Cérémonial
Elle se tient là, figée, dans le couloir de son appartement. Elle est dans la pénombre, la lumière brûlerait ses rétines et tenterait de tirer hors d’elle la noirceur du dedans. Elle s’est levée avec. Elle sait ce que cela signifie.
Absorbée par ses pensées, elle hésite à se mettre en mouvement. Pourtant, elle le sait, elle le sent, cette journée sera mangée par le vide. Par la douleur de sa peine. Par la torpeur d’une béance qu’elle ne comblera pas. Une cicatrice régulièrement écorchée pour qu’elle ne guérisse jamais tout à fait. Son corps mangé par l’absence. Par la disparition. Son âme désolée, tellement désolée.

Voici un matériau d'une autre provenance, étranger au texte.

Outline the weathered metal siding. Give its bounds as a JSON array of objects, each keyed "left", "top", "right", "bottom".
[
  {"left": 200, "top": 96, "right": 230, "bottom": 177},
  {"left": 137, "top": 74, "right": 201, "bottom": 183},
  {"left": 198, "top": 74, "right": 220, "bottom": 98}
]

Elle lève une main lourde et la repose sur la poignée du placard mural. Elle tente la poussée, la poignée s’enfonce. Elle tire la porte vers elle. Une odeur de lavande l’accueille propice à apaiser, un tant soit peu, son tourment. C’est ce qu’elle croit. C’est ce qu’elle se répète. Cette odeur-là, cette odeur qui est un peu toi, cette odeur me fait du bien, elle baume mon cœur étréci.
Elle recule pour céder le passage à la porte et s’enfonce dans le placard. Cette fois comme les précédentes elle sent son cœur battre plus fort, cogner dans son cou, serrer dans son plexus. Elle se passe de l’éclairage électrique. Sait où sont rangées les choses. Garde imprimées les traces du mouvement dans l’entièreté de son être. Même aveugle, elle parviendrait à s’emparer de ce qu’elle est venue chercher.
Elle respire lentement, bouche entrouverte. Elle soulève ses deux mains, parallèles à implorer. Les porte devant elle et les glisse sous une pile soigneusement alignée. Le contact du coton doux la fait tressauter, elle se reprend aussitôt. Elle se contient. Pas encore, je ne suis pas encore tout à fait prête.
Immobile à nouveau, les mains chargées d’un alignement affaires, elle semble empruntée. Deux pas en arrière, elle pivote et se dirige vers le séjour. Ses pas sont lents, mesurés. Les volets sont encore tirés et le soleil tente un timide passage entre les lames ajourées.
Elle s’installe dans un fauteuil, son trésor dans ses mains qu’elle pose sur ses cuises. Elle regarde, fixe, enfonce ses yeux dans la matière douce qu’elle caresse d’un mouvement d’une absolue lenteur.
Alors seulement, elle déplie une marinière, une grenouillère, défait une minuscule paire de chaussettes. Elle pleure en silence et laisse glisser ses larmes sur les vêtements qu’elle contemple, caresse, renifle et, déplie et replie.